Eu5Al3Sb6: Al-4 Tetrahedra Embedded in a Rock-Salt-Like Structure

The new Eu(5)Al(3)Sh(6) phase has been successfully synthesized as a pure phase through Sn flux methods yielding large, high-quality crystals. This structure type features disordered Al clusters that appear in the form of dual tetrahedra. It crystallizes in the monoclinic C2/m space group exhibiting a rock-salt-like Eu-Sb framework with [Al-4] tetrahedra replacing some of the cationic Eu atoms (space group: C2/m, a = 8.151(1) angstrom, b = 14.181(2) angstrom, c = 8.145(1) angstrom, beta = 109.577(2)degrees). The structure models the [Al-4] as dual tetrahedra with the Al atom sites 37.5% occupied along with Eu present on the central site at 8% occupancy and the remainder of the site being vacant. The presence of the [Al-4] cluster is further supported by HRTEM. Electronic structure calculations show that this material is a semimetal with observed band crossings close to the Fermi level. Strong Al-Sb antibonding interactions were found from COHP calculations close to the Fermi level and provide the rationale for the deficiency of the Al cluster.
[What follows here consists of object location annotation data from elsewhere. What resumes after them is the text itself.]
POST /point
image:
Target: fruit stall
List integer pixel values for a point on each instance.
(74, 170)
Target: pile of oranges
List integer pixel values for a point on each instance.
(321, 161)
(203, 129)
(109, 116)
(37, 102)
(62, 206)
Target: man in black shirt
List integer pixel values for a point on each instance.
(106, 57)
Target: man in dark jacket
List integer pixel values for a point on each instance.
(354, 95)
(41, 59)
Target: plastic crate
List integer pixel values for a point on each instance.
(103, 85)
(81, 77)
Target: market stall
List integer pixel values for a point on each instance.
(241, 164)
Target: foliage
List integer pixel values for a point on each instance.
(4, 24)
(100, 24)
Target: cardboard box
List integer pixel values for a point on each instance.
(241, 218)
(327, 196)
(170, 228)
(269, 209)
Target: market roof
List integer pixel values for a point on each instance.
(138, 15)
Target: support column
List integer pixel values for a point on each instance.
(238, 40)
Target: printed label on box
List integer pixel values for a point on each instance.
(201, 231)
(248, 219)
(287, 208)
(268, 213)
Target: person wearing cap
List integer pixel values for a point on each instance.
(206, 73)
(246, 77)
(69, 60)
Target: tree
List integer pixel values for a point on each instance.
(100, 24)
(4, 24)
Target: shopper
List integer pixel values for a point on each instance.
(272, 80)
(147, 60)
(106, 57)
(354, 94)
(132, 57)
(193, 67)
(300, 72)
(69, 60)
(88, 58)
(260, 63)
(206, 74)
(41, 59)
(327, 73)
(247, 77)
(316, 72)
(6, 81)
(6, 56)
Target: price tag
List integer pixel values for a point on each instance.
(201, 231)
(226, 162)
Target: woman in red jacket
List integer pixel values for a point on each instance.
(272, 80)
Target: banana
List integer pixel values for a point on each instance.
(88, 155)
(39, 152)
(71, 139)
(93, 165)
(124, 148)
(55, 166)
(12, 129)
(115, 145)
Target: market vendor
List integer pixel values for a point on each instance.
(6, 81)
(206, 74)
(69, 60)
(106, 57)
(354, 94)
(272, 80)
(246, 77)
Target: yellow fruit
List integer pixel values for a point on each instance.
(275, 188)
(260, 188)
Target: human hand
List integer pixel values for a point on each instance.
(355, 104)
Mossbauer spectroscopy on Eu-151 and Sb-121 provides oxidation states of 2+ and 3- along with the local environment. Magnetic susceptibility measurements can be described well with a Curie-Weiss law where an effective moment of 7.80 mu(B)/mol Eu is obtained, consistent with Eu2+, and show canted antiferromagnetic behavior below 10 K. Temperature dependent resistivity shows a Kondo-like low-temperature upturn caused by enhanced scattering of the itinerant electrons with the 4f orbitals of Eu.